When Is an XCTestCase Deallocated?

This is the big question. I had it right for a long time, but then I lost it.

You see, when Objective-C moved away from manual memory management, we no longer had to release our objects. ARC is magical. Except for retain cycles, we got used to thinking that objects disappeared on their own.

Maybe I got lazy at that point. But it affected others, too. When people started writing test cases in Swift, I saw a common question:

Why bother with setUp and tearDown?

Why bother, indeed? For example, when creating your test fixture, what’s wrong with this way of making the System Under Test (SUT):

class ThingTests: XCTestCase {
    private let sut = Thing()
    testSomethingOnSUT() { … }
    
    testSomethingElseOnSUT() { … }
}

Isn’t this more “Swifty?”

setUp and tearDown Still Matter

I resisted this trend. No, I said, create your System Under Test in setUp, and release it in tearDown. Like this:

class ThingTests: XCTestCase {
    private var sut: Thing!
    override func setUp() {
        super.setUp()
        sut = Thing()
    }
    override func tearDown() {
        sut = nil
        super.tearDown()
    }
    testSomethingOnSUT() { … }
    testSomethingElseOnSUT() { … }
}

Why? I wanted to improve the reporting of object life cycle problems. I’ve written xUnit frameworks before. So I knew that the control flow went something like this:

  1. Wrap in try to capture exceptions
  2. Call setUp
  3. Execute the test method
  4. If any assertions were not satisfied report a test error
  5. Call tearDown
  6. Use catch to capture any exception and report it as a test failure

I want the creation and destruction of the SUT to fall within the try-catch scope.
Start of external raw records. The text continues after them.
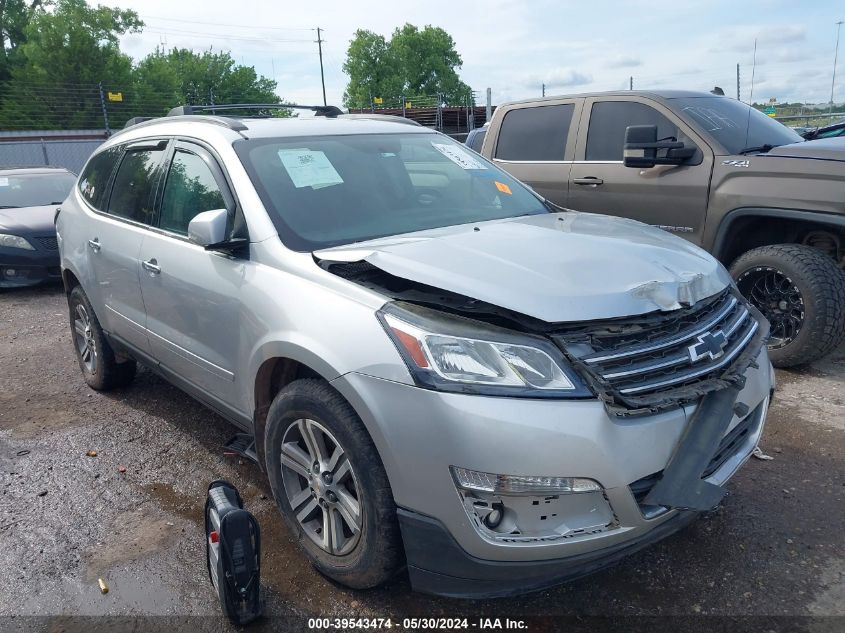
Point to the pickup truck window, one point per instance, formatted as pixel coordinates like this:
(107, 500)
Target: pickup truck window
(733, 124)
(608, 120)
(536, 134)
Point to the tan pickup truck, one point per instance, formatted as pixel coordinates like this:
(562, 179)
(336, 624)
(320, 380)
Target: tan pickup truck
(767, 203)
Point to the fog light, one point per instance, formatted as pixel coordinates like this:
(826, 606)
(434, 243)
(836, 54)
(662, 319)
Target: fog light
(521, 484)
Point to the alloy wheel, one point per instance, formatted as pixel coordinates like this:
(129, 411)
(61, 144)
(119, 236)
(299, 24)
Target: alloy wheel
(321, 487)
(84, 340)
(778, 298)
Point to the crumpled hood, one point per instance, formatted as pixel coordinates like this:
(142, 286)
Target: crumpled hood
(555, 267)
(820, 149)
(28, 220)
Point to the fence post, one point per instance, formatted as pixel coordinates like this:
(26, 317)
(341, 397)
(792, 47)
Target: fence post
(44, 151)
(105, 112)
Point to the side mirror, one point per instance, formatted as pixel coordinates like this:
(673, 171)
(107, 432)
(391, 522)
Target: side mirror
(209, 227)
(641, 148)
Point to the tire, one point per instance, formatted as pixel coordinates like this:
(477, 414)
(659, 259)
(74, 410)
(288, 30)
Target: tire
(311, 408)
(802, 292)
(105, 372)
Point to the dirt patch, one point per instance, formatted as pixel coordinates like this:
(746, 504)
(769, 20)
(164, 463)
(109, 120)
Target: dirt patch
(134, 535)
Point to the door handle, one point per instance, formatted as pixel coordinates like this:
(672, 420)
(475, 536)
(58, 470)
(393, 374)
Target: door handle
(151, 266)
(588, 180)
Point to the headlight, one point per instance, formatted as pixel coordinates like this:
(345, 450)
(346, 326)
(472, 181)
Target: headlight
(13, 241)
(455, 354)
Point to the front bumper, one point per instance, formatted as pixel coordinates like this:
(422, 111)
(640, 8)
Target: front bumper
(421, 433)
(20, 267)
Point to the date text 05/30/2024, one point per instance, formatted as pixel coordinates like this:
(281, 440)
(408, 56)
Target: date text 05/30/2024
(411, 624)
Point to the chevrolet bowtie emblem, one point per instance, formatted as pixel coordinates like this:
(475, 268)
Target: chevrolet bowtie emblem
(710, 344)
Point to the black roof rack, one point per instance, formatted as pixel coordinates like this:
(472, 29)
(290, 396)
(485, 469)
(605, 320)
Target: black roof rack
(136, 120)
(326, 111)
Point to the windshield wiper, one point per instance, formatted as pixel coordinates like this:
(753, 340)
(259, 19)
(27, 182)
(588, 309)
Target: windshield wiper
(762, 149)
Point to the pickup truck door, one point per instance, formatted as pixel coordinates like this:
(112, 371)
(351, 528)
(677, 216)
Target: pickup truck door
(671, 196)
(536, 145)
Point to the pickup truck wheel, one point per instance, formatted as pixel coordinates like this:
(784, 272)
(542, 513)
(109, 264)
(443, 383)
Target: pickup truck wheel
(801, 291)
(96, 357)
(330, 485)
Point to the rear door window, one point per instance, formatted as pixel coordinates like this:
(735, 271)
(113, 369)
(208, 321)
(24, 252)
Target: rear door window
(190, 189)
(95, 178)
(535, 134)
(608, 120)
(132, 195)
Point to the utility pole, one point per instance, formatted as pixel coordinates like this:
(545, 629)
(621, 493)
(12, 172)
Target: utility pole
(753, 70)
(835, 59)
(322, 75)
(488, 112)
(737, 83)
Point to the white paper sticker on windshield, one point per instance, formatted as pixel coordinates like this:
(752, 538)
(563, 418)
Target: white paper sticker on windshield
(308, 168)
(459, 156)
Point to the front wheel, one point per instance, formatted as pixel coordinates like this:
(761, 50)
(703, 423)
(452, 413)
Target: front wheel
(801, 291)
(330, 485)
(97, 360)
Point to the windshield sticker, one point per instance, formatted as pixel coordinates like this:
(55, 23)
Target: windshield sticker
(460, 157)
(308, 168)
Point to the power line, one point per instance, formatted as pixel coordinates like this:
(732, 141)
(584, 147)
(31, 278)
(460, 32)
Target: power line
(240, 26)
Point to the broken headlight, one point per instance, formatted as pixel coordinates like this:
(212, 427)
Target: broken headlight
(451, 353)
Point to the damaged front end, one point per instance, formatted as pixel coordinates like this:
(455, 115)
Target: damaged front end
(636, 365)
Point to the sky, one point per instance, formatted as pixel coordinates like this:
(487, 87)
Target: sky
(515, 46)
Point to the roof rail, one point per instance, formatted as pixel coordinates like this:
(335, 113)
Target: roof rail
(382, 117)
(136, 120)
(326, 111)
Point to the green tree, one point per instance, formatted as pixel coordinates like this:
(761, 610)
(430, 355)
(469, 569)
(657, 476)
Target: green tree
(414, 62)
(68, 48)
(181, 76)
(14, 16)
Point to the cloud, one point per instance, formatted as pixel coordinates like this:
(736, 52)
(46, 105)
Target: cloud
(623, 61)
(559, 78)
(741, 38)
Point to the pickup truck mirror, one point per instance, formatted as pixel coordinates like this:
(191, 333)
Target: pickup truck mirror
(641, 148)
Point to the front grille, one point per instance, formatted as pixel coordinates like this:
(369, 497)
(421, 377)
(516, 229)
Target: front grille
(668, 358)
(49, 243)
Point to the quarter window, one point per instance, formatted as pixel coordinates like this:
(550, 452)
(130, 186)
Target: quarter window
(95, 177)
(134, 185)
(190, 189)
(536, 134)
(608, 120)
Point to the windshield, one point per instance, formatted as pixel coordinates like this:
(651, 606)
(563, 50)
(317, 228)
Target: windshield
(34, 190)
(734, 124)
(331, 190)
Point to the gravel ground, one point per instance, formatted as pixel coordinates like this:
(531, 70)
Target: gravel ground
(774, 548)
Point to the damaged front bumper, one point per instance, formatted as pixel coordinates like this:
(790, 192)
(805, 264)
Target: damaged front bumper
(423, 434)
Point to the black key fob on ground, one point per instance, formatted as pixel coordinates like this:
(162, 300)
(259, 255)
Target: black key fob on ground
(233, 548)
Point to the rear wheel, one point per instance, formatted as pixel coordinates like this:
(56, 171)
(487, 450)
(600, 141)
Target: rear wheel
(97, 360)
(801, 291)
(330, 485)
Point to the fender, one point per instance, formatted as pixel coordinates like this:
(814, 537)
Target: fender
(281, 349)
(730, 218)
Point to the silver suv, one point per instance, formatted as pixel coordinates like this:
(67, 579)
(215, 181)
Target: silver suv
(436, 368)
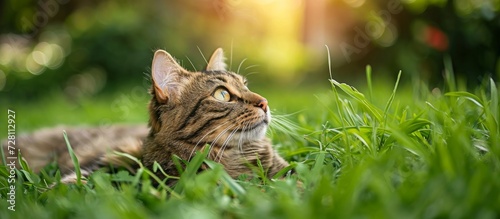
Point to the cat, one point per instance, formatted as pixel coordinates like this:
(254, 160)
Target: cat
(188, 111)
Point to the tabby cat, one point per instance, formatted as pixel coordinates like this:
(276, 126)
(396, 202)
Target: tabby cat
(187, 112)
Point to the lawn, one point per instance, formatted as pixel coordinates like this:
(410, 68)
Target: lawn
(387, 150)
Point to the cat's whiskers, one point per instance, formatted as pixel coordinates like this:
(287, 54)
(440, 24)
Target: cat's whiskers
(223, 132)
(240, 143)
(204, 136)
(224, 145)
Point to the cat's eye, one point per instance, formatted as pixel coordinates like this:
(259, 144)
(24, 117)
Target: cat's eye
(222, 94)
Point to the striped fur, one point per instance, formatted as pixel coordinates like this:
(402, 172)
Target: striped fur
(187, 112)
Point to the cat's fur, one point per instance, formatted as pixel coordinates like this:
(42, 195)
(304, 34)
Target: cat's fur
(188, 111)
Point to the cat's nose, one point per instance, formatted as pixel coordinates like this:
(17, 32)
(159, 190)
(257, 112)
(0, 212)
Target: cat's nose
(262, 104)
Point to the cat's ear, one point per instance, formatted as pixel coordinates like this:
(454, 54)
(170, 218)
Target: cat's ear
(217, 61)
(167, 76)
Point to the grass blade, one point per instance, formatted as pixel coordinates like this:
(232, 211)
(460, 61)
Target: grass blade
(74, 159)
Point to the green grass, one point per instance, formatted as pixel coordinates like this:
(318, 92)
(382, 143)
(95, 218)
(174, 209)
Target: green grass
(387, 152)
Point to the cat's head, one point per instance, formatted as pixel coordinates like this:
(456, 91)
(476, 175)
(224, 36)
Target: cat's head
(212, 106)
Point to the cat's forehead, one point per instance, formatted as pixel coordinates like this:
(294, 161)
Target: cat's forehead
(227, 77)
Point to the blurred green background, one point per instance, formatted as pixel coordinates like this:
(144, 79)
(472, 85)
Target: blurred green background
(74, 62)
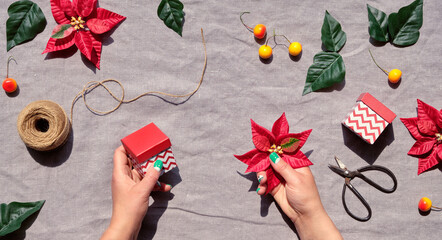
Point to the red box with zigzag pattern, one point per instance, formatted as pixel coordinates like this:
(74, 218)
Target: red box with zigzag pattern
(368, 118)
(147, 145)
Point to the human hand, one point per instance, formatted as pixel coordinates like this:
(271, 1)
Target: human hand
(299, 200)
(130, 196)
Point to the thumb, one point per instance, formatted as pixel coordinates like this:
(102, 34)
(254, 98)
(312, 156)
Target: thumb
(150, 179)
(283, 168)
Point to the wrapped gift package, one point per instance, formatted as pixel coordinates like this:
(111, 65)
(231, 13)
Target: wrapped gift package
(147, 145)
(368, 118)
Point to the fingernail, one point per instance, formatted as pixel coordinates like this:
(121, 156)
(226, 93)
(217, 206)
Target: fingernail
(275, 157)
(158, 165)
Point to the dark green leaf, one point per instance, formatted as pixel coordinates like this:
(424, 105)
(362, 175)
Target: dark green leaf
(332, 35)
(25, 21)
(327, 69)
(171, 12)
(62, 31)
(290, 144)
(404, 26)
(13, 214)
(378, 24)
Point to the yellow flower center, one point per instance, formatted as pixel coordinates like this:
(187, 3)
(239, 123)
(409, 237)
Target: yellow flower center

That way, if an exception is thrown, XCTest will report it as a failure of a specific test.

Even if it’s a crash, I can guarantee that the test log will show which test had started but not completed.

I thought I had it nailed. My results were good. But my understanding was incomplete…

No Really, When Is an XCTestCase Deallocated?

Then one day, Benjamin Encz startled me with this tweet:

Wait, what? The XCTestCase is never really deallocated?

I ran an experiment and confirmed Benjamin’s observations. Wow, I thought, Apple screwed up XCTest in a big way.

…Until I realized I was wrong. I’d forgotten how xUnit frameworks are usually written. The question of deallocation was masking a different question:

When is an XCTestCase allocated?

How xUnit Works

The xUnit frameworks share a common architecture:

  • Tests are composed into suites.
  • There may be a way to manually create individual tests, and group them into suites, but…
  • A TestCase class is an easier way to go. It contains methods annotated (in some way) as tests. Each test method becomes a single test, within a suite that corresponds to the TestCase.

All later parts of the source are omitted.